Unfortunately, even the best bond sectors will take a dip during a rising interest rate environment as new higher coupon-paying bonds are issued and lower coupon bonds are sold or adjust to the current market rates. For this reason we believe it is very important to remain tactical in this new rising interest rate environment. The best potential bond option is a shorter time to maturity bond paying a Higher Yield.  For investors focusing predominately on income, our recommendation calls for investments in shorter duration high yield bonds and preferred stocks (stocks that pay higher interest coupons, are subordinate to bondholders and are redeemed at par). We also favor higher yielding international Sovereign debt and International investment grade corporates with short maturities of 1 to 3 years.
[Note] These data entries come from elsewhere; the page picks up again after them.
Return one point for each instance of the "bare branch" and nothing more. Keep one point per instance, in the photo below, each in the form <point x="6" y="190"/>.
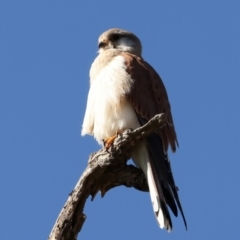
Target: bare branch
<point x="106" y="169"/>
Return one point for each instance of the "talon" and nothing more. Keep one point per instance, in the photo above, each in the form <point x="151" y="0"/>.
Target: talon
<point x="109" y="141"/>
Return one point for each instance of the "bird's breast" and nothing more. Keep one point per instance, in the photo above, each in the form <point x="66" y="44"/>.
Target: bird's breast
<point x="111" y="110"/>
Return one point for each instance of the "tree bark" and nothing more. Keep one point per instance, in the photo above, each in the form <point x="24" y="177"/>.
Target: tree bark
<point x="106" y="169"/>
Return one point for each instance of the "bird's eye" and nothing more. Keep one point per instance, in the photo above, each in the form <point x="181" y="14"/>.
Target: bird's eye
<point x="102" y="44"/>
<point x="115" y="37"/>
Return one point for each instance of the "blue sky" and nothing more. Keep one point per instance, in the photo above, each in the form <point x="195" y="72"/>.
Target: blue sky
<point x="46" y="49"/>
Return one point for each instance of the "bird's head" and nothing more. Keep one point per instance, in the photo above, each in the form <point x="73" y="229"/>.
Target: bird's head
<point x="120" y="39"/>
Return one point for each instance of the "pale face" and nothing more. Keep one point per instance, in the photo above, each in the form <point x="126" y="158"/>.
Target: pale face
<point x="121" y="40"/>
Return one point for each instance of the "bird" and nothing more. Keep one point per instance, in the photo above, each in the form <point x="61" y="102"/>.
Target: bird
<point x="125" y="93"/>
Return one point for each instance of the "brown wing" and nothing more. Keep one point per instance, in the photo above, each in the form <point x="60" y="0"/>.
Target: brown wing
<point x="148" y="97"/>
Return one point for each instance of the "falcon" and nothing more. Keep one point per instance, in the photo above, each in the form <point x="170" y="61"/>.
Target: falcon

We believe the rising rate environment will force investors into the equities markets as longer dated bonds continue to trend lower for many years to come. We are long term bearish on Treasuries, utilities and long dated investment grade bonds of 4 years or more.

The spike in interest rates will have a severe negative effect on real estate. The recent boom recovery in real estate was fueled by the low interest rate borrowing environment and precipitous decline in rates prior to May of this year. This low rate environment fueled refinancing and consumer spending, creating a wealth effect by making consumers feel positive and loosening the purse strings as their mortgage payments were reduced via lower mortgage rates. With the rise in interest rates, the refinance boom will slow dramatically. The stock markets will most likely retreat as it digests the slowdown in real estate caused by higher borrowing costs. We could see a potential 5% to 7% US stock market decline stemming from an end to the refinancing boom which placed extra dollars in consumers’ pockets. However, we would expect a recovery within the year and thus remain bullish for stocks in the long term.

It is important to discuss the US Dollar Index and its ramifications on the stock market. We have a stable forecast for the dollar in the short term (2 to 3 months). In a stable or strong US Dollar environment, US corporations which import their products & US corporations who employ outside the US will tend to profit from the favorable currency cross rate. Historically, the US corporations which tend to outperform the general market during rising rates and a strong dollar are: consumer retailers, software, semiconductors, and chemical producers. Corporations that are highly leveraged will tend to do poorly as they service and refinance their debt under less favorable terms. Our favored sectors have already begun their out-performance in April and May of 2013. Our XRT etf position (retailers) and XLY etf position ( consumer discretionary) have outperformed the broader markets. In our larger accounts, our April stock purchases of Metro PCS (now T-Mobile), Macys, Kohl’s, McDonalds, Intel, Microsoft and Cisco have been rewarding. We believe these sectors trends will persist during a rising interest rate and stable to strong dollar environment.

Equity Sector Forecast

We have a positive outlook for the energy and the natural gas exporting business. The United States has made tremendous strides in 2013 towards energy independence, allowing for the exportation of our energy resources to China and abroad. For long term double digit growth, we favor shipping and railroads companies that will service this industry in years to come. Clean energy companies will also get a long term boost from industry favorable energy policies taking hold on Capitol Hill. We believe an overweight allocation in energy shipping, clean energy and leading US natural gas producers are a prudent long term growth investment strategy.

Despite the negative media coverage on the European economy, the underlying numbers are telling a different story. The Eurozone purchasing managers’ index (PMI) for May rose to 48.3, up from 46.7 in April and the highest since February 2012. The largest PMI gains came from Spain, spiking to 48.1 in May, up from 44.7 in April thus reaching its highest level in two years. In the UK, the PMI beat expectations at 51.3, indicating that the UK economy is beginning to expand as it crossed the 50 PMI expansion mark. A fast rebounding PMI indicates recovery and ecomic expansion. QCI believes there to be tremendous long term ( 5 to 10 years) deep value opportunity with potentially high double digit returns in the Eurozone as this economy recovers. We favor sectors in the financial, banking, insurance, as well as media and consumer retailers.  We are very bullish on European stocks in the short to medium term and recommend an overweight for the region versus Emerging markets and Asian markets.

In summary, the equities markets have greater long term prospects over bonds. However, we believe that in order to capture additional stock market upside, we must look abroad to recovering economies as our own US economy slows or enters a correctionary period. We believe that certain Eurozone economies, technology and the US energy exporting businesses will outperform the broader local market and thus will seek to overweight these sectors. The bond market will remain a very difficult evironment going forward given a shift toward rising interest rates. We reccomend shifting to shorter duration higher yielding US bonds with further diversification from international higher yielding fixed income markets.